L.A. TV anchor donates $50K for Cronkite School's new building


Christine Devine, the Emmy Award-winning Los Angeles news anchor and 1987 graduate of ASU’s Walter Cronkite School of Journalism and Mass Communication, is making a $50,000 gift to help kick off a fund-raising campaign for the school’s new home.

The Cronkite School will soon announce opportunities for donors to permanently name rooms in the new Cronkite building, a six-story, 223,000-square foot state-of-the-art journalism education complex in downtown Phoenix that will house the school and KAET-TV, the public television station operated by Arizona State University.

Devine’s gift, the campaign’s first from a Cronkite graduate, will go to the naming of the conference room in Cronkite News Service, the new building’s showcase multimedia newsroom. In addition, Devine has previously created an endowed a scholarship at the Cronkite School.

“It is my honor to contribute to the education of other students,” said Devine, who anchors the 10 p.m. newscast at Fox11 in Los Angeles. “I attended ASU, thanks to an academic scholarship, and strongly believe in returning the gift. I thank ASU for the opportunity to be a part of the future.”

Devine, a 2001 inductee of the Cronkite Alumni Hall of Fame, visited the school this spring to meet with students and give them advice about journalism careers. She is the winner of eight Emmy Awards, including six for best newscast. She also has won the Sigma Delta Chi Award for Public Service in Television Journalism, the Anna Quindlen Award for Excellence in Journalism and the Gracie Allen Award from the American Women in Radio and Television.

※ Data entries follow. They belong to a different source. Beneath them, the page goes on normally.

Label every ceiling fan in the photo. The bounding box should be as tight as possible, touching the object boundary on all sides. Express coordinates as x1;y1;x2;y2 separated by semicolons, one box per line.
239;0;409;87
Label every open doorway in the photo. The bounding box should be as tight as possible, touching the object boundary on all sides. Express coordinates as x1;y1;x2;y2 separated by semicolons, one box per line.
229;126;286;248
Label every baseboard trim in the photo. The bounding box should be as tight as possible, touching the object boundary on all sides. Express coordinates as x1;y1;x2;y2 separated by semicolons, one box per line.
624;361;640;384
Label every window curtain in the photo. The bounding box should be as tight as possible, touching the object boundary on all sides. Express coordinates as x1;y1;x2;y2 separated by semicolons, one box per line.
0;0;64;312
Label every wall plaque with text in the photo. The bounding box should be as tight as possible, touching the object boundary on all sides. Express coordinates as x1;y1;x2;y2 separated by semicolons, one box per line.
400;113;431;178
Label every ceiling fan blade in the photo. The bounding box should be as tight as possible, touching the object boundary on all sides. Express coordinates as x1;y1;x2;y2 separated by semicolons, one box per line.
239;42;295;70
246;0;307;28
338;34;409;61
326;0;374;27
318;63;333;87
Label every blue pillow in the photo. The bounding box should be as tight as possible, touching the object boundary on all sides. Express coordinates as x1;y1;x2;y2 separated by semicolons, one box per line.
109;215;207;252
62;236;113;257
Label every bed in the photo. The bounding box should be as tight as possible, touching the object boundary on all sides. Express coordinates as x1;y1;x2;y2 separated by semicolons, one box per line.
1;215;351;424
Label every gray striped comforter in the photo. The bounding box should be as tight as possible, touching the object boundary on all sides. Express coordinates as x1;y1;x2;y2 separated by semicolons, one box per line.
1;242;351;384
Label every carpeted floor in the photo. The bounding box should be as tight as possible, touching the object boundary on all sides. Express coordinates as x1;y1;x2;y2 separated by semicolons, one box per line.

Since 1994 Devine has broadcast a segment called “Wednesday’s Child,” profiling foster children looking for adoptive homes. She started her career as a news anchor and producer for the CBS affiliate in San Angelo, Texas, in 1988, and soon after returned to Arizona to anchor the morning news at KVOA-TV in Tucson. She joined the Fox affiliate in Los Angeles as a weekend anchor and general assignment reporter in 1990, and was promoted to weekday anchor in 1992.

“It is only fitting that Christine is the first member of the Cronkite School alumni family to make a gift to the school’s building campaign,” said Cronkite Dean Christopher Callahan. “She has always been a great supporter of the school and our students. We are enormously proud of the career success she has achieved and grateful that she has remained a close friend and great advocate of the Cronkite School over the years.”

The $71 million cost of the new Cronkite home, scheduled to open in August 2008, is covered by a $223 million bond issue approved by Phoenix voters last year to help build the new downtown campus. Private donations to the naming campaign will provide the Cronkite School with resources to recruit more top-flight faculty members, provide more scholarships and financial aid to talented and deserving students and help deliver the extraordinary professional education for which the school is known.